Bab 2 Misi Utama: Mengoleksi Seluruh Dunia
Halaman (1/3)
“Warna Raja? Apa itu?”
Merasakan aura yang menekan hati, Robin bertanya dengan bingung.
“Itu... bakat seorang raja.”
Marco menjelaskan singkat, “Para kuat di Dunia Baru kebanyakan menguasai kekuatan yang disebut Haki. Baik bajak laut maupun angkatan laut, jika ingin bertahan di Dunia Baru, menguasai Haki adalah keharusan.”
“Haki terbagi menjadi tiga jenis: Haki Busur Persenjataan, Haki Pengamatan, dan Haki Warna Raja. Haki Busur Persenjataan dan Pengamatan bisa dilatih oleh siapa saja. Haki Busur Persenjataan memperkuat serangan dan menangkap bentuk fisik pengguna Buah Iblis Tipe Logia. Haki Pengamatan memungkinkan untuk membaca gerakan musuh, memantau lingkungan, bahkan melihat masa depan dalam waktu singkat.”
“Berbeda dengan dua yang pertama, Haki Warna Raja sangat langka, kemunculannya kurang dari satu dalam sejuta, dan satu-satunya yang tidak bisa didapat lewat latihan. Namun, Haki ini adalah syarat mutlak bagi mereka yang ingin menjadi yang terkuat. Baik Yonkou maupun Raja Bajak Laut terdahulu, semuanya memiliki Haki Warna Raja...”
Robin menatap ke arah Caesar dengan sedikit terkejut, “Jadi, Tuan Caesar juga punya potensi jadi Yonkou?”
Marco tertawa kecil, “Ya... memang begitu, tapi ini kan Dunia Baru...”
“Betul, Dunia Baru...”
Dalam kegelapan, Caesar perlahan menutup sayapnya, mengangkat tangan kanan dan menatap telapak tangan yang pucat namun panjang dan lebar itu dengan seksama.
Lingkungan gelap sama sekali tidak menghalangi pandangannya; mata merahnya seperti pusaran yang menelan segala cahaya, menangkap setiap kilau cahaya dan memproyeksikan semua yang dilihat ke dalam pikirannya.
Telinga runcingnya sedikit bergetar, Caesar bisa mendengar suara halus serangga merayap di balik dinding batu, detak jantung sehat dua orang di depannya, serta aliran darah dalam pembuluh darah mereka.
Yang paling penting, dia bisa merasakan ‘suhu’ tubuh mereka!
“Bakat seorang raja dengan peluang satu dalam sejuta?

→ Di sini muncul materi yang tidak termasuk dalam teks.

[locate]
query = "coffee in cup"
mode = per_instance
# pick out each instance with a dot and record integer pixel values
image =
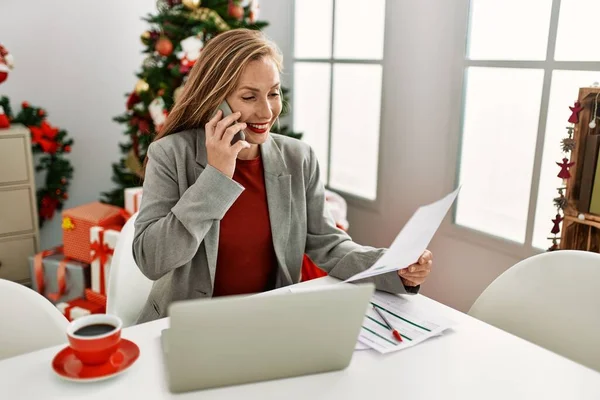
(95, 338)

Siapa pun yang membuat nama di lautan ini pasti adalah yang terbaik di wilayahnya. Jadi, bakat seorang raja paling banter hanya tiket masuk.”
“Tapi, jika dipikirkan, sebagian besar orang di dunia ini bahkan tidak punya tiket masuk.”
“Bayangkan saja, kamu seorang pria kuat terkenal di kampung halaman, cukup kuat untuk membalikkan seekor sapi. Suatu hari kamu berlayar dengan percaya diri, menjadi anggota angkatan laut atau bajak laut, dan mendapat sedikit nama baik, sampai akhirnya memasuki Dunia Baru—di sana kamu melihat tsunami setinggi ratusan meter, naga terbang, lahar panas, meteor yang jatuh, dan pedang yang membelah lautan...”
“Serangan acak dari monster-monster itu memiliki kekuatan mengerikan yang tak akan bisa kamu capai seumur hidup, bahkan gelombang sisa pertarungan mereka pun tak sanggup kamu tahan. Batu kecil yang terlempar bisa saja memiliki kekuatan yang tak tertahankan.”
“Inilah ketimpangan dunia, dan ini pula nasib menyedihkan yang ingin aku ubah dengan mengeluarkan biaya besar dan mengambil risiko berlayar.”
Sambil berbicara, Caesar melangkah keluar dari kegelapan. Wajahnya yang pucat diterangi obor di tangan Robin, wajah tampannya semakin memesona dalam cahaya api, dan mata merahnya menambah aura dingin yang mengisyaratkan pantangan.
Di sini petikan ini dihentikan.